Study finds Antarctica is also growing warmer
WASHINGTON - Antarctica, the only place that had oddly seemed immune from climate change, is warming after all, according to a new study.
For years, Antarctica was an enigma to scientists who track the effects of global warming. Temperatures on much of the continent at the bottom of the world were staying the same or slightly cooling, previous research indicated.
The new study went back further than earlier work and filled in a massive gap in data with satellite information to find that Antarctica too is getting warmer, like the Earth's other six continents.
The findings were published in today's issue of the journal Nature.
"Contrarians have sometime grabbed on to this idea that the entire continent of Antarctica is cooling, so how could we be talking about global warming," said study co-author Michael Mann, director of the Earth System Science Center at Penn State University. "Now we can say: No, it's not true . . . It is not bucking the trend."
The study does not point to man-made climate change as the cause of the Antarctic warming - doing so is a highly intricate scientific process.
"We can't pin it down, but it certainly is consistent with the influence of greenhouse gases," said NASA scientist Drew Shindell, another study co-author. Some of the effects also could be natural variability, he said.

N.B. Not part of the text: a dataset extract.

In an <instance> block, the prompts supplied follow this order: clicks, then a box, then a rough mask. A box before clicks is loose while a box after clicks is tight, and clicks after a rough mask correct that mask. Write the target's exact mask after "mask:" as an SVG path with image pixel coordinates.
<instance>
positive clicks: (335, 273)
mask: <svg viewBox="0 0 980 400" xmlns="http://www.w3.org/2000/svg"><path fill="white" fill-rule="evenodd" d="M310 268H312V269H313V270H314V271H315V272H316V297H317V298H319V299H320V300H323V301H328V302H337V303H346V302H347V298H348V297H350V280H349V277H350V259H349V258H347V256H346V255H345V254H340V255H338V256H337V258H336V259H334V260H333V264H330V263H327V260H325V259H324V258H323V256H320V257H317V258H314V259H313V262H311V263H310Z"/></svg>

The study showed that Antarctica remains a complicated weather picture, especially with only a handful of monitoring stations in its vast interior.
Researchers used satellite data and mathematical formulas to fill in missing information. That made outside scientists queasy about making conclusions with such sparse information. "This looks like a pretty good analysis, but I have to say I remain somewhat skeptical," Kevin Trenberth, climate analysis chief at the National Center for Atmospheric Research, said in an e-mail.